The FEMA Preparedness Reports: What Are Your Chances of Surviving An Economic Collapse?

by Dave Hodges, The Common Sense Show

Earlier today, The Common Sense Show issued an alert as to the possible use of multiple IED type of devices based upon the reports of a highly credible source(s). If such an even ever came to fruition, it could potentially paralyze this nation and bring the economy to a standstill. Subsequently, the grocery store shelves could be empty within two days and food riots would likely commence by sundown of the second day. Most preppers would be in danger. Local law enforcement would be overwhelmed. What would be your chances of survival? Well, recently, FEMA has conducted research studies on America’s level of preparedness and the news is not good.

The FEMA Preparedness Reports

In response to concerns about strengthening the nation’s ability to protect its population and way of life (i.e., security) and ability to adapt and recover from emergencies (i.e., resilience), the President of the United States issued Presidential Policy Directive 8: National Preparedness (PPD-8).

PPD-8 is a directive for the Department of Homeland Security to coordinate a comprehensive campaign to encourage Americans to practice national preparedness.
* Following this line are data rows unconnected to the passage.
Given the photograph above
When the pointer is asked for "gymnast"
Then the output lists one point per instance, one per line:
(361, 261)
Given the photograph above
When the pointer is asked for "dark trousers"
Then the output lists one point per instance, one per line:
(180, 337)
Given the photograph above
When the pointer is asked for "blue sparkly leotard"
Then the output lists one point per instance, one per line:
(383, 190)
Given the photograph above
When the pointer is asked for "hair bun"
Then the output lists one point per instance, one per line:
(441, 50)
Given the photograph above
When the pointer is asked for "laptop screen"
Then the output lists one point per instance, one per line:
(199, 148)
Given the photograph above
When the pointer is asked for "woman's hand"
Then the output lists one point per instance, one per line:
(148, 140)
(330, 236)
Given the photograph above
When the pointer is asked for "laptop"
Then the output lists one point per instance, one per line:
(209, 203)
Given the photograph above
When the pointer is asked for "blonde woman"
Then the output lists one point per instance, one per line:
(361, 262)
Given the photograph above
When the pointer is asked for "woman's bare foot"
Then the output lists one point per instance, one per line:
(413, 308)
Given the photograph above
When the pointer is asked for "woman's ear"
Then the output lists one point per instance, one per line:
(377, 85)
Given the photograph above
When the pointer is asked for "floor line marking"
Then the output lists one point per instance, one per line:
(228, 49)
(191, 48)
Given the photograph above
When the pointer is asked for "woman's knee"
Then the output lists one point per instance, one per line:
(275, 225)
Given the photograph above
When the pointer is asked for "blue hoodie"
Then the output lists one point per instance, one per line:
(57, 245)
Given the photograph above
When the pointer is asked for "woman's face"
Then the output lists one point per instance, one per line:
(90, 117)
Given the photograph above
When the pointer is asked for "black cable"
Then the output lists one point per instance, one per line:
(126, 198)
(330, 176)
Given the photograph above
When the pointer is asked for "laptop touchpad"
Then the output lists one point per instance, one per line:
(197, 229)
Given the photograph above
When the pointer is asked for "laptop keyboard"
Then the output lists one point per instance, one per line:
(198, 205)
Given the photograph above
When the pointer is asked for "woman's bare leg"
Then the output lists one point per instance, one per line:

Despite efforts by FEMA and other organizations to educate American citizens on becoming prepared, growth in specific preparedness behaviors has been limited. Government programs to this end are nearly nonexistent.

In 2012, FEMA surveyed American citizens regarding their individual level of preparedness. The news is not good. Here is a snapshot of the  relevant results:

-Only 52% of American citizens surveyed by FEMA reported having supplies for a disaster. And most of these supplies are only enough to survive a weekend. This represented a decline from a reported 57% who reported having such supplies in 2009. The economy is taking its toll on preparedness.

-FEMA wanted to know if knowledge plays a role in preparedness? The answer is an unqualified, yes! CDC analyzed  baseline data of knowledge and correlated it to actual preparedness.

  1. Compared with persons with basic preparedness knowledge, persons with advanced knowledge were more likely to have assembled an emergency kit (44% versus 17%), (1) .
  2. Persons identified as having strong beliefs in the effectiveness of disaster preparedness engaged in preparedness behaviors at levels 7%–30% higher than those with weaker preparedness beliefs (2).
  3. People with demonstrable knowledge about preparedness were more likely to have developed a written household disaster plan (9% versus 4%).
  4. Does educating the public make a difference in the level of preparedness exhibited by the public? The largest differences related to emergency kit items between those with advanced and basic knowledge were in possession of a multipurpose tool (83% versus 58%), an emergency blanket (67% versus 42%), and a first aid kit (84% versus 59%). Among surveyed Americans with strong preparedness beliefs, 26% possessed an emergency kit, compared with 14% of participants with weak preparedness beliefs (2).